The OPI ‘IO Device Standby List, Change’ should be used when defin-ing standby devices for alpha terminals.

The command IOSYC is used for the definition of the System Standby device. The system standby can be any normally defined AT, AF or AMTP device. Once defined, the system standby cannot be removed, but the actual IO device can be changed by use of command IOSYC.

The system standby can be suppressed for spontaneous printouts routed on printout category - as has been shown earlier - by use of the parameter NOSYST in the command IOROL.

The system standby device can be printed out by use of the command IOSYP.

6.5.1 Detachable IO devicesA detachable IO device is a temporary device attached to a permanently connected line. A strapping plug in the device connector replaces the IO device when this is detached. These devices are defined with the parameter DET in the command IOIOI.

A detachable IO device cannot be defined as a standby device by any of the above commands.

6.6 Device Attendance Status An alphanumeric IO device can have status attended or unattended. The status is an implication of whether or not the device is monitored by oper-ation and maintenance staff.
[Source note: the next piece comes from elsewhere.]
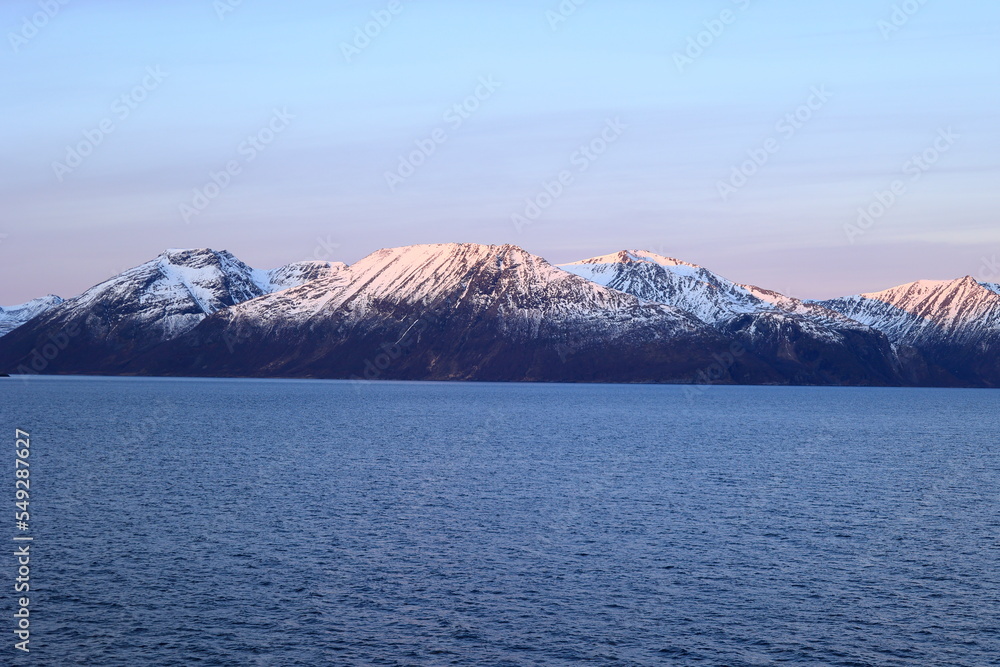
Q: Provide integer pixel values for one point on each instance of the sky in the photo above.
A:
(817, 149)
Attendance is set by command IODAC and the intention is that when the operator starts working in the switch he/she starts by defining the terminal as attended. Likewise the terminal is defined as unattended when the oper-ator leaves.

A device that has been inserted in a printout routing path (commands IOROL, IOROI) does not automatically receive the printouts belonging to the relevant printout category. It is the attendance status of the device that decides if the printout shall be sent to the device or not.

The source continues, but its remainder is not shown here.